The apostolic church was continuing the witness of Moses and Elijah (law and prophets) given to the disciples in the words of the Father. They were to hear the testimony of His beloved son, which united and superseded those witnesses. Hence, the two witnesses are presented as having the powers of Moses and Elijah.
Horns are not witnesses, but kingly authority to execute judgment. Instead of a witness of God's mercy (as a lamb like Abel), the judgment here is Cainite: kingdom usurping priesthood, exaltation before humility. The dragon desires to devour the "fruit" of the woman.
One beast comes from the abyss (the Gentile "Sea") and the other from the earth (more correctly, the "Land" of Israel). The Land Beast is supposed to be a sacrificial lamb, but its kingly power has not come from humility before God but from "intermarriage" (a false Covenant) with the Gentiles (Rome). The two horns might be the collusion of the High Priesthood and the Herodian dynasty.
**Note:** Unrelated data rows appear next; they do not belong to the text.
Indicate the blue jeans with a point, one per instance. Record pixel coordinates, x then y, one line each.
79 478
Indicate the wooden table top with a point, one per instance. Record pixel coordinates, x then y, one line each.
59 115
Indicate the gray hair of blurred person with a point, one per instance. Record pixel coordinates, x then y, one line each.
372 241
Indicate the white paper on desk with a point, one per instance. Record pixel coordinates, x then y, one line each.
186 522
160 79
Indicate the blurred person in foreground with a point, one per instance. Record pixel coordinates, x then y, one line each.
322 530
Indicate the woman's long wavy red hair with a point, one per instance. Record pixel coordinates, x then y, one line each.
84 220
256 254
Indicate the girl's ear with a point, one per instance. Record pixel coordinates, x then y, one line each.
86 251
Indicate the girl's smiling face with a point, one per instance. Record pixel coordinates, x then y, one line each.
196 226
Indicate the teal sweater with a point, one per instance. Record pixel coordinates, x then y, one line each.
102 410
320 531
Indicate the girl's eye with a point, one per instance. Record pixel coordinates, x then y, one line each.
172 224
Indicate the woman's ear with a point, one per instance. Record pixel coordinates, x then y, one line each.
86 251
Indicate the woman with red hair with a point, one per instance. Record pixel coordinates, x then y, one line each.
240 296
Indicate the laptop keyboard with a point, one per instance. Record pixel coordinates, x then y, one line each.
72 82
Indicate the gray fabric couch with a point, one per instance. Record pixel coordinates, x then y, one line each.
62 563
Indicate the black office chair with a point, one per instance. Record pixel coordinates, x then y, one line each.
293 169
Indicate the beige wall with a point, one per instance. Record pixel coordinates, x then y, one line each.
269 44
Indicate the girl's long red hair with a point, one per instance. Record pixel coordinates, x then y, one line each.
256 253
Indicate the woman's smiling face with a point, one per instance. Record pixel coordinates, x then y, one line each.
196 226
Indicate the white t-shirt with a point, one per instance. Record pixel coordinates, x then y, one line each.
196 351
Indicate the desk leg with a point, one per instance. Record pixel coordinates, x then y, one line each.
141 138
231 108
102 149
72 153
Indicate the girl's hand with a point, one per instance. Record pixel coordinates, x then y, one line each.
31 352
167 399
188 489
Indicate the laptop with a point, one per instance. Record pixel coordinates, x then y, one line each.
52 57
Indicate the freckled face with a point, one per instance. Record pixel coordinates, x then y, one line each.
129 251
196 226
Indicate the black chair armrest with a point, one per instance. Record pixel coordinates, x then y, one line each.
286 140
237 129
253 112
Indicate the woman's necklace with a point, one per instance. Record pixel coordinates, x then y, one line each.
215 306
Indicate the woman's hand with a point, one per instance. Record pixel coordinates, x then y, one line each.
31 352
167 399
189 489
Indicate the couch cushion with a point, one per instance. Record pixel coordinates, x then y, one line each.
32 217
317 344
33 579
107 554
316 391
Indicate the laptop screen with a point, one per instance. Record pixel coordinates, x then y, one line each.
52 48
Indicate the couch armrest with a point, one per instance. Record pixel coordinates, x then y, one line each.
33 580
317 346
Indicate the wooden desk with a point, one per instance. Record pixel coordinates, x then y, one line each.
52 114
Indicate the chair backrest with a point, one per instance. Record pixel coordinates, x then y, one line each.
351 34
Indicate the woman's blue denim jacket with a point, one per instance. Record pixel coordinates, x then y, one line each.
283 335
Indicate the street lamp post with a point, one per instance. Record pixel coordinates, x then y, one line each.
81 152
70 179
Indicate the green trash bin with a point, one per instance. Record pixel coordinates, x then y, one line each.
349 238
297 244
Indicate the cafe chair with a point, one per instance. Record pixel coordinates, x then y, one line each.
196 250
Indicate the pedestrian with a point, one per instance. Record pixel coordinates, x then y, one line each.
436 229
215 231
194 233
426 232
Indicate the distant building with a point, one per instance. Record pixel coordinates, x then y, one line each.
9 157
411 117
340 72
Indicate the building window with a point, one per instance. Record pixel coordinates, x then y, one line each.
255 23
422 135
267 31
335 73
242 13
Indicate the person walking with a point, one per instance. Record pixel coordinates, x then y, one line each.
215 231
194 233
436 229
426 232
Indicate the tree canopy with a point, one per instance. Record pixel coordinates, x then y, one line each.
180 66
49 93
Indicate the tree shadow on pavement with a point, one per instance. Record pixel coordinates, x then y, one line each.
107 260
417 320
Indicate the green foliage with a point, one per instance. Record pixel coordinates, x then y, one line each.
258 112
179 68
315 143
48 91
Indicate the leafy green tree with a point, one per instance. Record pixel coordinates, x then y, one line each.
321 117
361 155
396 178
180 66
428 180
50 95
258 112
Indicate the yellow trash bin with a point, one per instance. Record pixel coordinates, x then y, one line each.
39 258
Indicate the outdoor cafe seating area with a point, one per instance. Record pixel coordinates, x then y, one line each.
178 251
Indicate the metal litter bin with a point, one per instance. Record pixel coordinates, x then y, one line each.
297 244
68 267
We have seen a lamb with horns already in Revelation 5. He combines the three furnitures in the Holy Place: Lamb (table of showbread: Priest) with seven eyes (lampstand: King) and seven horns (incense altar: Prophetic elder). With true authority, through the witness of the saints, He sets the Gentiles onto the Herods, and the "Land" is again engulfed by the "Sea," as it was in the days of Noah, where the world was corrupted through godless intermarriage.
Whenever you see "earth" in the Revelation, substitute "Land." The book makes much more sense.